I brought home an 8-year old quarterhorse mare from my vet's wife. She has always been at their place with two other geldings, but the wife wanted me to have her for a few months to test her out and get her away from the geldings. Now I know why. She's buddy sour, I saw this when I visited their place twice. She paced furiously in her stall when they saddled up a gelding to go out on a ride, and she was going also, but they hadn't taken her from the stall. She also sat back on the tie-up bar when the vet took the gelding back to the stalls. She didn't break her halter, but shocked the crap out of me! Now she's at my property, the only horse right now, and she paces in front of the pasture, in a trance-like state. She has only been at my place for two weeks. I am not too eager to ride her in my pasture until she shows me a more calm disposition. Should I return her or give her more time to settle down?


----------



## cowboy bowhunter (Mar 15, 2012)

Once she is that way it is easy to fall back into that and makes it that much harder to sell her if you dont like her later. I would send her back and get a horse you feel more comfortable with.


----------



## Cacowgirl (Feb 19, 2011)

The horses that fence pace that I've known never stopped the habit. I leased a mare for awhile that was a weaver-she wore down her feet & it kept her on the skinny side-I was glad to give her back.


----------



## HorsesAreMyPassion (Feb 16, 2012)

You say he is the only horse on the property at the moment, this is not helping the situation. Horses are herd animals. I think a horse should have the company of other horses, at least be able to see another horse in a paddock beside theirs.

That being said, you should be able to take your horse away from other horses to work with it.

When I got Charlie, an ottb, he was a fence pacer, he could pace the fence line all day long. It wasn't because there weren't other horses around, there were plenty. I have had him for about 15 years now and he doesn't pace the fence line anymore. He did do it for a couple of years though, I did my best to try and figure out the reasons for why he was doing it. I never did figure it out, but he did stop. It can become a really bad habit. I had no issues whatsoever with taking him into the barn or riding him when there were no other horses around. 

If I were you, I would first of all get him another pasture or turnout buddy, or at least have another horse in a paddock beside his. I know you are trying to work on him not being so dependent on the other horses, but you really need to work on getting your horse to first of all respect you and depend on you and not his buddies, even when you take him away from them.


----------



## Horse Poor (Aug 20, 2008)

Well, I'm of a different mind. She's been with you for 2 weeks and hasn't dropped dead of loneliness or exhaustion, hasn't tried crashing through or jumping over the fence, so I think she'll be fine. If she were mine, I'd get her into a routine and soon. Horses like her need structure and the quicker you provide that, the easier it will be on her. 

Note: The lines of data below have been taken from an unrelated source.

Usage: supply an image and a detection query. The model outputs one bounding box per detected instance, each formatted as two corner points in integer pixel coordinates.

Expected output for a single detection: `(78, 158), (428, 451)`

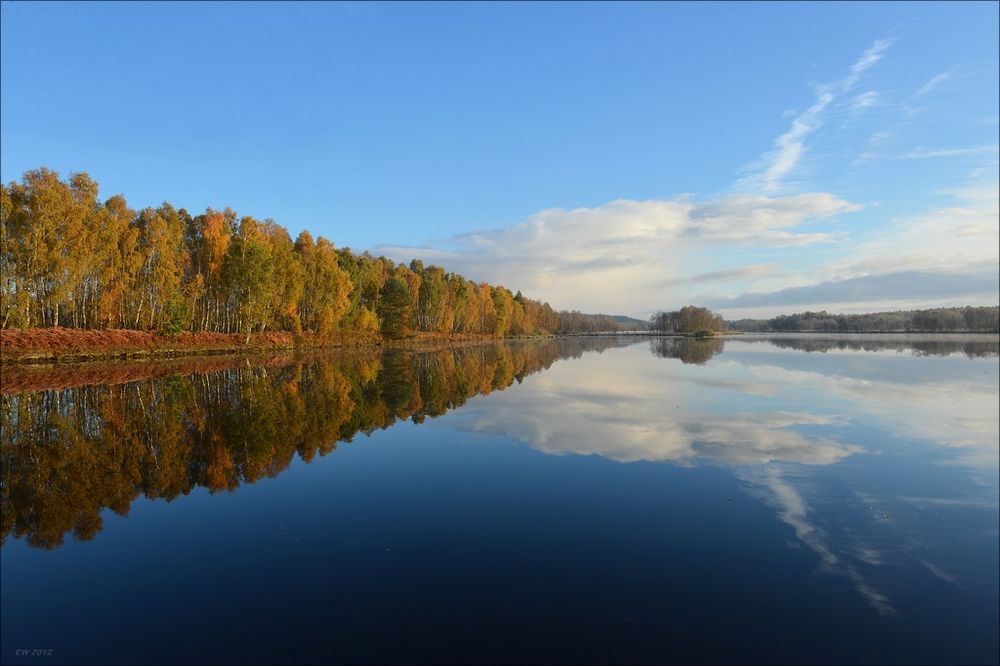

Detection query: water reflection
(0, 335), (1000, 663)
(0, 339), (622, 548)
(456, 336), (1000, 616)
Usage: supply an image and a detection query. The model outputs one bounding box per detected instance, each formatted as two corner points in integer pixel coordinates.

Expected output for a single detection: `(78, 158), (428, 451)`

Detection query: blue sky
(0, 2), (1000, 316)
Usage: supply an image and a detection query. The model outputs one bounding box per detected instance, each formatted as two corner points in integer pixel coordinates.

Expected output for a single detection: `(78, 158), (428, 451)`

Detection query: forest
(726, 305), (1000, 333)
(0, 167), (619, 338)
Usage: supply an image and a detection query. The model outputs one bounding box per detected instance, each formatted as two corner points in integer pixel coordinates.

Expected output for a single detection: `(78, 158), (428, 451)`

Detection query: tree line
(0, 338), (618, 549)
(0, 167), (614, 337)
(726, 305), (1000, 333)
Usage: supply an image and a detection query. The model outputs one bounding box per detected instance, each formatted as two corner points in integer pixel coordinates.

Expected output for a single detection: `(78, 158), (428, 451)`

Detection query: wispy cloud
(736, 39), (892, 193)
(851, 90), (878, 113)
(375, 192), (860, 313)
(914, 69), (954, 97)
(710, 266), (997, 310)
(844, 39), (893, 90)
(896, 146), (1000, 160)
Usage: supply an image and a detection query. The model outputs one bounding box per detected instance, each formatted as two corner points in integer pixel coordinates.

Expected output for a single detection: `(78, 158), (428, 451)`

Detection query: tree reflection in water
(0, 338), (623, 549)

I want to say more, but we are under a tornado warning and the siren just went off…so, I've gotta go...


----------



## HorsesAreMyPassion (Feb 16, 2012)

Yes, she does need something to do, you really should be doing something with her on a daily basis. Why not take her out for trail rides? Most horses do best with a regular schedule and something to do. If she was in work before and now she isn't doing anything at all, that could be a very good reason for her to be pacing the fence line to burn off some energy. 

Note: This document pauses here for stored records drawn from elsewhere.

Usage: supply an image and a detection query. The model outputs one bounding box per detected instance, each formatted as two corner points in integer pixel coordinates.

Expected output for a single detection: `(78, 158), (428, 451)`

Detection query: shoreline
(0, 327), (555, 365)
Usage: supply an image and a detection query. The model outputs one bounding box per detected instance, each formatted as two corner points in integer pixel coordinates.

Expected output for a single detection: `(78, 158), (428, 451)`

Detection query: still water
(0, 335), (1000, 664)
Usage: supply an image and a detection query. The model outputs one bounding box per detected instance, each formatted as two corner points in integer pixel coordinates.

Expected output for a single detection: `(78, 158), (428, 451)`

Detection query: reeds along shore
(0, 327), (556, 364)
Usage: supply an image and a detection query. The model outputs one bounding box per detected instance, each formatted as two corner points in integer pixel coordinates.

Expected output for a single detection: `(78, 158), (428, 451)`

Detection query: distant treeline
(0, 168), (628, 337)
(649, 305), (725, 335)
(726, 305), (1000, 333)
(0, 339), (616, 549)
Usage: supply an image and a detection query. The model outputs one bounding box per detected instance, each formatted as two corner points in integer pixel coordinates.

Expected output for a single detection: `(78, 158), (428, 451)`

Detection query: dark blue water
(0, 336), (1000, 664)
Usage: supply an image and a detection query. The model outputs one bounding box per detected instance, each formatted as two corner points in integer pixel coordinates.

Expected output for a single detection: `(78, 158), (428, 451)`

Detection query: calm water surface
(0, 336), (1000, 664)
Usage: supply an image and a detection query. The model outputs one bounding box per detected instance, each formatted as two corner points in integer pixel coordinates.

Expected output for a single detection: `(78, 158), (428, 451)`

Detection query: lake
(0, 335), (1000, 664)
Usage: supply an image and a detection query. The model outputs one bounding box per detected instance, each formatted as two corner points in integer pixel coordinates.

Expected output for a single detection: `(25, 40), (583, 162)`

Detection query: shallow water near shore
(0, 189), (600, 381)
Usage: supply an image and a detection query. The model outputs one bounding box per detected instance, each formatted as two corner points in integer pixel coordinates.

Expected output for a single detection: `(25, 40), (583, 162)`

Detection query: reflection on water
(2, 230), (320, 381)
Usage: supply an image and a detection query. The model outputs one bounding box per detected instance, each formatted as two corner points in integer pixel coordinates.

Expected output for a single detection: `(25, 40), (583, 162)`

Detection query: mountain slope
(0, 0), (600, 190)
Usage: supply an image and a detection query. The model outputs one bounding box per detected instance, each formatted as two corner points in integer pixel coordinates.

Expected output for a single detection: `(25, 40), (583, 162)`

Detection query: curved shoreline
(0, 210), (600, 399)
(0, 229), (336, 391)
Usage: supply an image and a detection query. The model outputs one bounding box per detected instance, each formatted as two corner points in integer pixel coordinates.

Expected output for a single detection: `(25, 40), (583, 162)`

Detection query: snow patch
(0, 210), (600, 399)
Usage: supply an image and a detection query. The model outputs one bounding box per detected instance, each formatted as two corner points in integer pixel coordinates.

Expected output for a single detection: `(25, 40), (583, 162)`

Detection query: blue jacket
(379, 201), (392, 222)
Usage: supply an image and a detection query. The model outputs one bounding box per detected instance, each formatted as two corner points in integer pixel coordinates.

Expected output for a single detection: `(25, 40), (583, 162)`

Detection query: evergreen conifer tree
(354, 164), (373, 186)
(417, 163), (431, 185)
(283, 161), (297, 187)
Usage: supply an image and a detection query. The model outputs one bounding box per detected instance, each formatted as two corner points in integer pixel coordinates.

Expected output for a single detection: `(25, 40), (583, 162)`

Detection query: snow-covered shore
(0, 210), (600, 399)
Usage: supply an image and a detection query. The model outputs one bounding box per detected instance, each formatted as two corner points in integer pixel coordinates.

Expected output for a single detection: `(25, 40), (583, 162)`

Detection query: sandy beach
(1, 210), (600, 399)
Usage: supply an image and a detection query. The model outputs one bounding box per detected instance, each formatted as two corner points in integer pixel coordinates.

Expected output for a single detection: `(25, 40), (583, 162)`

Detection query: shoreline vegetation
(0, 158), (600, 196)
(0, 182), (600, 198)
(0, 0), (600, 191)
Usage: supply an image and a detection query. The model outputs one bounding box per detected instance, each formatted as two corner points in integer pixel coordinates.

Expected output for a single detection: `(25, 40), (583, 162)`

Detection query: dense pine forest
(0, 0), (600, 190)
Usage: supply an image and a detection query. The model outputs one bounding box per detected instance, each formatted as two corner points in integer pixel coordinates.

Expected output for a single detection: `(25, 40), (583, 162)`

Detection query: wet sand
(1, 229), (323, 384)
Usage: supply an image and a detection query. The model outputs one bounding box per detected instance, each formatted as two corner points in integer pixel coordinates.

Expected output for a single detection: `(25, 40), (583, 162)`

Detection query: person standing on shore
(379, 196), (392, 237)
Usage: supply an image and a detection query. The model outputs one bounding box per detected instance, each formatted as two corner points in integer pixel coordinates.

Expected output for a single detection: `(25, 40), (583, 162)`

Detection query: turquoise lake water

I still think that horses really shouldn't be expected to live alone all of their lives.

If you do get another horse, you will need to teach your horse how to behave away from other horses. This horse has never been taught how by the sound of it.


----------



## rubyhorse (Mar 19, 2012)

I had a horse once that was like that. She was a stall walker and would pace non stop when she was alone. My mare had it for 1 yr and then she slowly got better. It depends upon if you really like this horse and if you wanted to deal with it the whole time you owned her. Your mare might get better and stop walking up and down the fence line or she might not.


----------



## Saddlebag (Jan 17, 2011)

Look at it from the horse's point of view. She is a herd animal. Herds represent safety in numbers. Lone animals become victims of predators. When the others leave she becomes anxious that she will be a predators dinner. We know she is safe in a stall but she sees it as a trap when the others leave. She is afraid to be alone thus the fence walking when outside. You are going to have to spend time walking her away from the others, returning when she seems a bit anxious, going away again, a little farther, over and over. What you are doing is raising her anxiety level and lowering it, the yo-yo affect It may take an hour the first time so be prepared to do lots of walking.


----------